Catequesis
del Papa Benedicto XVI
durante la Audiencia General del
miércoles 31 de enero de 2007
Bernabé,
Silas y Apolo
Queridos hermanos y hermanas:
Prosiguiendo nuestro
viaje entre los protagonistas de los orígenes cristianos, hoy dedicamos nuestra
atención a otros colaboradores de san Pablo. Tenemos que reconocer que el
Apóstol es un ejemplo elocuente de hombre abierto a la colaboración: en
la Iglesia no quiere hacerlo todo él solo, sino que se sirve de numerosos y
diversos compañeros. No podemos detenernos a considerar todos estos valiosos
ayudantes, pues son muchos. Baste recordar, entre otros, a Epafras (cf. Col 1, 7;
4, 12; Flm 23), Epafrodito (cf. Flp 2, 25; 4, 18), Tíquico (cf. Hch 20, 4;
Ef 6,
21; Col 4, 7; 2Tm 4, 12;
Tt 3,
12), Urbano (cf. Rm 16, 9), Gayo y Aristarco (cf. Hch 19, 29;
20, 4; 27, 2; Col 4, 10). Y mujeres como Febe (cf. Rm 16, 1),
Trifena y Trifosa (cf. Rm 16, 12), Pérside, la madre de Rufo,
de quien san Pablo dice que "es también mi madre" (cf. Rm 16, 12-13),
sin olvidar a esposos como Prisca y Áquila (cf. Rm 16, 3;
1Co
16, 19; 2Tm 4, 19). Hoy, entre todo este
conjunto de colaboradores y colaboradoras de san Pablo, centramos nuestra
atención en tres de estas personas que desempeñaron un papel particularmente
significativo en la evangelización de los orígenes: Bernabé, Silas y
Apolo.
"Bernabé",
que significa "hijo de la exhortación" (Hch 4, 36)

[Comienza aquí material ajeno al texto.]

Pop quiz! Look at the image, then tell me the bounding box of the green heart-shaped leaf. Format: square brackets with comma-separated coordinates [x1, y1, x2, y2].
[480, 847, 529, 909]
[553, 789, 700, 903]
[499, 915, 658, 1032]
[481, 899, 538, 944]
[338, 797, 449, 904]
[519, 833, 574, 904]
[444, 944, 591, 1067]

o "hijo del consuelo", es el sobrenombre de un judío levita oriundo
de Chipre. Habiéndose establecido en Jerusalén, fue uno de los primeros en
abrazar el cristianismo, tras la resurrección del Señor. Con gran generosidad
vendió un campo de su propiedad y entregó el dinero a los Apóstoles para las
necesidades de la Iglesia (cf. Hch 4, 37). Se hizo garante de la
conversión de Saulo ante la comunidad cristiana de Jerusalén, que
todavía desconfiaba de su antiguo perseguidor (cf. Hch 9, 27).
Enviado a Antioquía de Siria, fue a buscar a Pablo, en Tarso, donde se había
retirado, y con él pasó un año entero, dedicándose a la evangelización de esa
importante ciudad, en cuya Iglesia Bernabé era conocido como profeta y doctor
(cf. Hch
13, 1).
Así, Bernabé, en el
momento de las primeras conversiones de los paganos, comprendió que había
llegado la hora de Saulo, el cual se había retirado a Tarso, su ciudad. Fue a
buscarlo allí. En ese momento importante, en cierta forma, devolvió a Pablo a
la Iglesia; en este sentido, le entregó una vez más al Apóstol de las gentes.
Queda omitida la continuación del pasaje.